Pour sa rentrée, l’Opéra de Paris commence par un pari : remplir à quinze reprises toute la Bastille avec la production signée Jorge Lavelli (1997) de La Veuve Joyeuse, in deutscher Sprache mit französischen und englischen Übertiteln, comme le regrettait encore Christophe Rizoud en 2012 lors de la précédente reprise… à Garnier. Laissons là pour cette fois les querelles de lieu et de langages. Le pari pourrait bien réussir.
Car passé un premier acte de mise en jambe où orchestre et solistes claudiquent encore un peu leurs valses, l’alchimie finit par se produire. Tout d’abord entre les deux couples, idéalement assortis et charismatiques. Véronique Gens et Thomas Hampson se donnent des leçons de glamour et de chic d’autant plus jubilatoires dans ce livret diplomatico-vaudevillesque. Si la Française n’a pas tout à fait le volume requis pour cette salle, la prosodie est exemplaire et le timbre ne manque pas de séduction. Le baryton concède quelques aigus et un timbre blanchi, mais autrement, il est Danilo des souliers vernis aux cheveux laqués, des phrases susurrées aux accents colériques. Stephen Costello, qui fait ses débuts parisiens, possède un aigu percutant et un stylé châtié, émaillés seulement par de sons parfois nasaux. Valentina Narfonita au contraire déploie une voix opulente, fruitée et compose une Valencienne mi-femme mi-adolescente délicieuse. La myriade de petits rôles est bien distribuée (Alexandre Duhamel en Cascada, excusez du peu). Si en 2012 Franz Mazura revêtait la livrée de Njegus, cette année c’est avec émotion que l’on y retrouve Siegfried Jerusalem. Enfin on s’étonnera de la sonorisation puissante des dialogues parlés qui débordent à plusieurs reprises sur la partie vocale. Cela n’aidera pas nos grisettes qui font décidément pale figure.

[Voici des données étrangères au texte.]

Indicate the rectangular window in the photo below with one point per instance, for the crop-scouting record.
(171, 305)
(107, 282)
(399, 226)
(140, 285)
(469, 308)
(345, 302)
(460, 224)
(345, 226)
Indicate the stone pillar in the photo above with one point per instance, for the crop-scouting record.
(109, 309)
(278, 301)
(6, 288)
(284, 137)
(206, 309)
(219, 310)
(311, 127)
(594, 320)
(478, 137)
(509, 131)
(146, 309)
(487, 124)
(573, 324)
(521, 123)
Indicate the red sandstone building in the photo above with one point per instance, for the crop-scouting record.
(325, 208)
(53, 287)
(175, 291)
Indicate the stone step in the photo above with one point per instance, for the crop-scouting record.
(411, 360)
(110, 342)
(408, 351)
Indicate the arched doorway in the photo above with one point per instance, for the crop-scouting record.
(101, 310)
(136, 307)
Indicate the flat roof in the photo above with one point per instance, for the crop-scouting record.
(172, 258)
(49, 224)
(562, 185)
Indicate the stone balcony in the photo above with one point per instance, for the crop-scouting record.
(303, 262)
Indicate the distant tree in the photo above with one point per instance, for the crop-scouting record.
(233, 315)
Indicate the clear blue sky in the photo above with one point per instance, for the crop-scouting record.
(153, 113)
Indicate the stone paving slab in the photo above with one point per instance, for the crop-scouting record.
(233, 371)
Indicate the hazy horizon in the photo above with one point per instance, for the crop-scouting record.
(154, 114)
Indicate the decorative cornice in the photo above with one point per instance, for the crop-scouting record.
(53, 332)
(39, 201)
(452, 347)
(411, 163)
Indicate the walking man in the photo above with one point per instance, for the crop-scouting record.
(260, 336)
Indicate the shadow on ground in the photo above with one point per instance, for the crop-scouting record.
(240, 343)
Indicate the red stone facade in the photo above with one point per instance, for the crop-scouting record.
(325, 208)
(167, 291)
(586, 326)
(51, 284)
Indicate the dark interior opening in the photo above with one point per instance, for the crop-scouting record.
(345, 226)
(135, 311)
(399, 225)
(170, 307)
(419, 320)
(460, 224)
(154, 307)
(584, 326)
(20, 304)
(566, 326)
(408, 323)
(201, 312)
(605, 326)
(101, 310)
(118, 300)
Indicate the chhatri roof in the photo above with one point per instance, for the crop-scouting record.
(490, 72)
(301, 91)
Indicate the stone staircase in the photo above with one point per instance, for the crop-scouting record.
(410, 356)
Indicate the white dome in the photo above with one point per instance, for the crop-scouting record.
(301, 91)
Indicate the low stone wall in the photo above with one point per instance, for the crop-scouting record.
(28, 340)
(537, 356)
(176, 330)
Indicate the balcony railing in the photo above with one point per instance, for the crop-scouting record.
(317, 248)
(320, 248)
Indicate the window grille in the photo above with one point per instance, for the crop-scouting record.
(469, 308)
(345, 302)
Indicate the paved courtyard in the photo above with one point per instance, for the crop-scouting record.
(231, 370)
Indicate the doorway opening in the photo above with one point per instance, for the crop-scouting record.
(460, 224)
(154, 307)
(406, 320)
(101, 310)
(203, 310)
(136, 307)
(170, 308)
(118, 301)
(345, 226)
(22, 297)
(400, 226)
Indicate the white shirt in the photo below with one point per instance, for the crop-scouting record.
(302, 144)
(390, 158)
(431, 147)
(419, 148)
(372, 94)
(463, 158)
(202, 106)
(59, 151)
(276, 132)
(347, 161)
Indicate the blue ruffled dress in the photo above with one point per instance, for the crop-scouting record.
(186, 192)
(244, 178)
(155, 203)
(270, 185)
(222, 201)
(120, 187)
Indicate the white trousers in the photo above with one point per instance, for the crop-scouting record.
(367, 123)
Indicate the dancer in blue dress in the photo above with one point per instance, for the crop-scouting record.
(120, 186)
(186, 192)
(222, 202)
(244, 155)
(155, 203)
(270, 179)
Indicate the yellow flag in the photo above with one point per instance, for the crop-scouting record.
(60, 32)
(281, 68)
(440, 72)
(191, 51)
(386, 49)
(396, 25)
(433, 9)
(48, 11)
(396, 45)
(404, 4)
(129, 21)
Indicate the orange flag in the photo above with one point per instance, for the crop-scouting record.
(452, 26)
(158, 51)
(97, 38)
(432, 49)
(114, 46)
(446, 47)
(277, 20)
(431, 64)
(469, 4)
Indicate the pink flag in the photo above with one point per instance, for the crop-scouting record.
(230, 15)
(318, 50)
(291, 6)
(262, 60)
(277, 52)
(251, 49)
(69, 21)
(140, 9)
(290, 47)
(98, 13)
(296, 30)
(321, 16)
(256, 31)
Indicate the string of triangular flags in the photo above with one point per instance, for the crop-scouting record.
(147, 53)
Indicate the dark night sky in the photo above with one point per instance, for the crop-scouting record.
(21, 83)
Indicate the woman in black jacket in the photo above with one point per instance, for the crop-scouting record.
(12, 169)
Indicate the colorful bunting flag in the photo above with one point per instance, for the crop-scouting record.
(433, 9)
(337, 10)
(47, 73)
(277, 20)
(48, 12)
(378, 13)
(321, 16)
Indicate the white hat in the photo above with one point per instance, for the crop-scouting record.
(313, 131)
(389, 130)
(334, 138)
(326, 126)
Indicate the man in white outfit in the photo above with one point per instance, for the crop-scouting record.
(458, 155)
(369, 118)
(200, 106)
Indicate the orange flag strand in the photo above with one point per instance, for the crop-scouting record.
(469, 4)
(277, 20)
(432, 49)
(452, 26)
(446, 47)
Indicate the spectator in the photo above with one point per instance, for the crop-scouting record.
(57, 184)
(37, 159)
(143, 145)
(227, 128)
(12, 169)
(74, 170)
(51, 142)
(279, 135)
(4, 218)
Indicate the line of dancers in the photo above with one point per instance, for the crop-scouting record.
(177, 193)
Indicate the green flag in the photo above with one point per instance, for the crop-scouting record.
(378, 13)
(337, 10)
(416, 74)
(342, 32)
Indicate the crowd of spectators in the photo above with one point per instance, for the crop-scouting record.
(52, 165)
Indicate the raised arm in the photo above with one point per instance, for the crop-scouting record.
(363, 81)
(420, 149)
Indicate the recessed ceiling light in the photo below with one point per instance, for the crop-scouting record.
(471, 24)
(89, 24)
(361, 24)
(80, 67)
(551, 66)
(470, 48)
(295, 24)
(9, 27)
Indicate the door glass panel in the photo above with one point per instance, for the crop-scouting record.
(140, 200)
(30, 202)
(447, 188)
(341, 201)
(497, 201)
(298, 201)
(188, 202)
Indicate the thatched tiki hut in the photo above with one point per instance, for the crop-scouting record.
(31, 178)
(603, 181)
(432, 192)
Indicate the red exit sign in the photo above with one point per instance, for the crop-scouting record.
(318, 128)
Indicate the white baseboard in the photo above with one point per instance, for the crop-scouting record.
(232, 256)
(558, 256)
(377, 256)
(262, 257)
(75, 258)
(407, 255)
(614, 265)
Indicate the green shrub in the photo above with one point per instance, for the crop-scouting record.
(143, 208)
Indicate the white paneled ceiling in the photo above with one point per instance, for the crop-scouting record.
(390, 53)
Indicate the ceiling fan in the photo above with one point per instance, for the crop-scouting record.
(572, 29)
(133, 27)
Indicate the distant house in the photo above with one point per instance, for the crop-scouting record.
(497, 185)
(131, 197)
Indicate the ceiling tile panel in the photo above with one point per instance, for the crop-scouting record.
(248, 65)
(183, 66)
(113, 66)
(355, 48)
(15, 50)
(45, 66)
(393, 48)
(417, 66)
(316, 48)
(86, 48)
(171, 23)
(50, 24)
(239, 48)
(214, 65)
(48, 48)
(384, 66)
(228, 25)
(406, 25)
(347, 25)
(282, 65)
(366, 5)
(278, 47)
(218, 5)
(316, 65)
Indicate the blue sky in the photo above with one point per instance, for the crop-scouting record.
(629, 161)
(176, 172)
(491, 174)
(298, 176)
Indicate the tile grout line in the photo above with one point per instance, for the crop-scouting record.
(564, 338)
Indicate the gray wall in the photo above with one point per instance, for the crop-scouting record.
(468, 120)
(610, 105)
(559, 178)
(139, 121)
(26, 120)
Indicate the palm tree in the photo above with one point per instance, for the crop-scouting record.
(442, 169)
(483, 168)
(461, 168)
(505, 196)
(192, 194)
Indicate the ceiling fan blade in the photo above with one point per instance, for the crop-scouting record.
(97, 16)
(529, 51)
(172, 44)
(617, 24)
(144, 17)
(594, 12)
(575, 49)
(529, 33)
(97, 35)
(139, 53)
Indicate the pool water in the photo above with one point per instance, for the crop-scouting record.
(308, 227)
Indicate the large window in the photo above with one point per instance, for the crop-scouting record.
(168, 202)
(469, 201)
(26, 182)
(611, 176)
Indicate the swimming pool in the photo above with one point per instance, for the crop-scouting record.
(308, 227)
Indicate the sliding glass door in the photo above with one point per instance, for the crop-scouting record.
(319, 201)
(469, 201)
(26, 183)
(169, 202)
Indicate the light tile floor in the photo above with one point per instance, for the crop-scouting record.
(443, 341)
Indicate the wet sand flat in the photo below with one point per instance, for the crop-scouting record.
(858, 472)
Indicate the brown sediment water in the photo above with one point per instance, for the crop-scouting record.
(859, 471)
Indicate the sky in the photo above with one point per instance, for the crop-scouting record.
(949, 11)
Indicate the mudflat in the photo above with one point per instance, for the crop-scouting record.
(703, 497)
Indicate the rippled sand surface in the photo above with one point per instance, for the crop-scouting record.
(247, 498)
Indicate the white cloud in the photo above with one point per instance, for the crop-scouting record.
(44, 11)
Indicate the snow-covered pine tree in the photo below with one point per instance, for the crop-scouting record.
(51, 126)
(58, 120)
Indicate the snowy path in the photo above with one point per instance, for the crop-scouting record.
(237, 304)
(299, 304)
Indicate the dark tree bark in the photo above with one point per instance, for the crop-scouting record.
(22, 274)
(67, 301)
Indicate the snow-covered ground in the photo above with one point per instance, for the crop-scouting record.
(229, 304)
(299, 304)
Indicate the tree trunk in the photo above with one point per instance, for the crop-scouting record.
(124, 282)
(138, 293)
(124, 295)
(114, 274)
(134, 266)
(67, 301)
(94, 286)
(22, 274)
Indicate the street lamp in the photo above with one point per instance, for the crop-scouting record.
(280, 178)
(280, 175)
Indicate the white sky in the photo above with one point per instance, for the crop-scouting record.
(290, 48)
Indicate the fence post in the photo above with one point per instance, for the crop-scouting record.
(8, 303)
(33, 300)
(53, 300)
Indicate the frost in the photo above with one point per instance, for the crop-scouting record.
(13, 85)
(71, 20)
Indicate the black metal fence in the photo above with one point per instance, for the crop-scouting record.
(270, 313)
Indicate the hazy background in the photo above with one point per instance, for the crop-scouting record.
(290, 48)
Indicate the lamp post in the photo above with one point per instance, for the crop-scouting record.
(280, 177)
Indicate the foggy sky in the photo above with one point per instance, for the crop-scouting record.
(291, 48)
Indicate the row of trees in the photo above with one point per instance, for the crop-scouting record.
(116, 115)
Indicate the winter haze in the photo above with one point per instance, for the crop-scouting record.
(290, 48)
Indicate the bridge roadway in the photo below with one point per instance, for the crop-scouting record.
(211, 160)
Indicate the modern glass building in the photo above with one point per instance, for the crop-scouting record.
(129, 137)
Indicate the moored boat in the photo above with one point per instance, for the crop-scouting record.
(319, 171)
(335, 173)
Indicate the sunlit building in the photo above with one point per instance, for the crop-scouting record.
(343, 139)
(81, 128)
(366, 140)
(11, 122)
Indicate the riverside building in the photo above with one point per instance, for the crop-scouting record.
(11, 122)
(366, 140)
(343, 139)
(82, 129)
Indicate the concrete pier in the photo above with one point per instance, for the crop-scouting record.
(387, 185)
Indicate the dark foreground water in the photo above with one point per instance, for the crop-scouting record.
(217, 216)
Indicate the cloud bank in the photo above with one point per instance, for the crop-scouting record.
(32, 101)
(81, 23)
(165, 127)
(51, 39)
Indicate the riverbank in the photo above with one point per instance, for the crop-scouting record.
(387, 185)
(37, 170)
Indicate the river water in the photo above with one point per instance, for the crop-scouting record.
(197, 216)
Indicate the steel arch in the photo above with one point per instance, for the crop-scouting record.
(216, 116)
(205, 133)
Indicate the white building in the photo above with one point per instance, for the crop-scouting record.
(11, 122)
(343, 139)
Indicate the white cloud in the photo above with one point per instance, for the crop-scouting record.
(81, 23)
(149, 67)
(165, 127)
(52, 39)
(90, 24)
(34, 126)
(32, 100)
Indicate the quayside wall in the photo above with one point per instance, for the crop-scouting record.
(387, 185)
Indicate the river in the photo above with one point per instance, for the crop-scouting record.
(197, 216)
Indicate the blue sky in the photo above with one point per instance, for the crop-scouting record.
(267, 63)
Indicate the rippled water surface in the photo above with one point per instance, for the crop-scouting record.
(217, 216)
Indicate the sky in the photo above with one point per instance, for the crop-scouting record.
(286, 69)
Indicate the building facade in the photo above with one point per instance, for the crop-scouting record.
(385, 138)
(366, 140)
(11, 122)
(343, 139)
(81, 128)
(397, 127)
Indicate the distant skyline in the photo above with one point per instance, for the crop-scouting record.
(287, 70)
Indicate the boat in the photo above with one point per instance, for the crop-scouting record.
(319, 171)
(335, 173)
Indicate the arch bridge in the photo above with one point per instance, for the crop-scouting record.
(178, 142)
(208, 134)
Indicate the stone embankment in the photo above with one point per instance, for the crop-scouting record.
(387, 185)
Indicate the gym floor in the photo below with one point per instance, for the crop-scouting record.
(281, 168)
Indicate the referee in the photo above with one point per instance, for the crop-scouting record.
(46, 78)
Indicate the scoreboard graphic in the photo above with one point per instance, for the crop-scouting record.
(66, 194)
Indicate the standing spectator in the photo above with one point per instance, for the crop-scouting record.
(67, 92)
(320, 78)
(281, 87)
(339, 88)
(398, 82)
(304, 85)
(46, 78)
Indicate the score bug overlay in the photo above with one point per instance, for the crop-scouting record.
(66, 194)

La production de Jorge Lavelli (très applaudi aux saluts) commence à accuser quelque peu son âge. Rien à redire sur le parti-pris de l’époque et l’on se régale toujours aussi volontiers de voir les danseurs et le chœur faire leurs acrobaties. En revanche le décor de verres et de métal, ces éclairages blafards plongent l’action dans une ambiance peu chaleureuse. Sorti des costumes, l’on est désormais loin du Paris des Années folles et l’on pense bien davantage à un hall démesuré de gratte-ciel new-yorkais.
En fosse, il faut le temps d’un acte à Jakub Hrusa pour emporter la phalange de l’Opéra de Paris. Le travail sur les couleurs porte ses fruits quand le flair du Tchèque conduit les danses de la frénésie à la langueur, sans jamais porter atteinte à l’intégrité du plateau vocal. C’est dans le deuxième acte, évocateur de l’Europe centrale, que le chef est le plus à son aise. Un dynamisme que l’on retrouve dans le final où la salle tape irrésistiblement en rythme dans les mains.